Is for a friend. What is available now on the market as a full kit for somebody that want more than the twisp?
Is the emov any good ? Or vision spinner 2 and kanger aero mini is better?


----------



## TylerD (3/9/14)

@andro Will you mind if I move the thread to who have stock?
Then the vendors can also answer and give input.

Reactions: Agree 1


----------



## Noddy (3/9/14)

Emow mega!


----------



## andro (3/9/14)

Sure @TylerD . Lately been so many adjustment to the forum and havent been soo much on it . Thanks

Reactions: Thanks 1


----------



## TylerD (3/9/14)

andro said:


> Sure @TylerD . Lately been so many adjustment to the forum and havent been soo much on it . Thanks


Jip, I understand @andro . Moved it.

Reactions: Thanks 1


----------



## andro (3/9/14)

Noddy said:


> Emow mega!


Normal size emow not good?


----------



## Noddy (3/9/14)

Well, they the same, only tank and battery capacity differs.

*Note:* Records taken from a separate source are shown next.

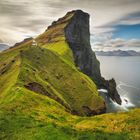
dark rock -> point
(78, 37)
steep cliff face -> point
(73, 29)
(78, 37)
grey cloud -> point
(31, 16)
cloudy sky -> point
(114, 24)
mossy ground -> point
(25, 114)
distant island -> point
(118, 53)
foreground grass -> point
(32, 116)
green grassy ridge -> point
(44, 67)
(32, 116)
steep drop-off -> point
(43, 86)
(73, 29)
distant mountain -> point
(3, 46)
(118, 53)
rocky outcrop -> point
(78, 37)
(73, 28)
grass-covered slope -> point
(45, 112)
(40, 89)
(27, 115)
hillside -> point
(48, 90)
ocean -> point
(126, 71)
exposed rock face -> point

My comment was made purely because of battery capacity.

Reactions: Thanks 1


----------



## Silverbear (3/9/14)

The eMow is a great starter kit for a noob, high quality battery and tank system. The eMow tanks are one of the best tanks IMO on the market now for noob's. The only issue is that the kit only comes with one battery and one tank, but includes USB charger and wall plug and includes 5 spare coils.

the above kit is available at eciggies.co.za

The next option is the eMow mega kit which is the same as the kit above, but has a larger capacity tank and a 1600 MaH VV battery.

A cheaper alternative is the Evod starter kit which comes with 2x battery, 2xTanks, charger and spare coils.

The Vision Spinner II with either the Aero Tank Mini or Emow mini is also a nice option, but that does not come with a charger or spare coils for the tank.

Reactions: Like 2 | Thanks 1


----------